Billionaire Charles Feeney has finally completed what he set out to do: He has given away his fortune. In all, he’s donated $8 billion, keeping only about $2 million for himself and his wife, Helga, who now live in San Francisco. Jim Dwyer of the New York Times wrote a glorious profile of Mr. Feeney early this month, and I urge everyone to read it. You will discover how he made his money and why he decided to give it away. Unlike Donald Trump, he did not insist upon having his name on buildings (and his money has helped build more than 1,000 of them!). He hasn’t wanted his name in lights, unlike a certain New Yorker. Moreover, Mr. Feeney gave away money that he himself had earned, in sharp contrast to Mr. Trump, who solicited donations from others and then donated the money in his own name.
Most of Mr. Feeney’s gifts have gone to to higher education (especially Cornell, his alma mater), public health, human rights, and scientific research).
For most of his time as a philanthropist, Mr. Feeney insisted on anonymity (unlike another New Yorker we know). Recipients either did not know where the money was coming from, or, if they did, they were sworn to secrecy.
I’m one of the beneficiaries. His gift saved my career.
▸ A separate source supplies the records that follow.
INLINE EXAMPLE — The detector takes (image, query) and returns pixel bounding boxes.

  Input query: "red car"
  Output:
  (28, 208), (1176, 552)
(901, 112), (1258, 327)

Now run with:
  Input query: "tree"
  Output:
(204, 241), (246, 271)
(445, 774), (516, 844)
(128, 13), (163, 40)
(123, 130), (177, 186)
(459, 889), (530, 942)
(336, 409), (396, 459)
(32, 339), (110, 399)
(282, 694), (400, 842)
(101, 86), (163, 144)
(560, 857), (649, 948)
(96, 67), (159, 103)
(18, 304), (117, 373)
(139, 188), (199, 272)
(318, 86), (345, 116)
It was 1994, and I was basically broke, with two films nearing completion but no money to finish them. I was employed by a small non-profit in South Carolina but working in New York City. That organization managed our grants, took care of payroll for the three of us, and filed final reports to foundations (although I wrote them). For these small tasks, the organization took 20% of every grant, off the top. I thought that was way too much, and I was able to persuade one foundation to write a 15% cap into its grant. I used that as leverage to get the rate down for other grants, but only after a protracted and nasty battle.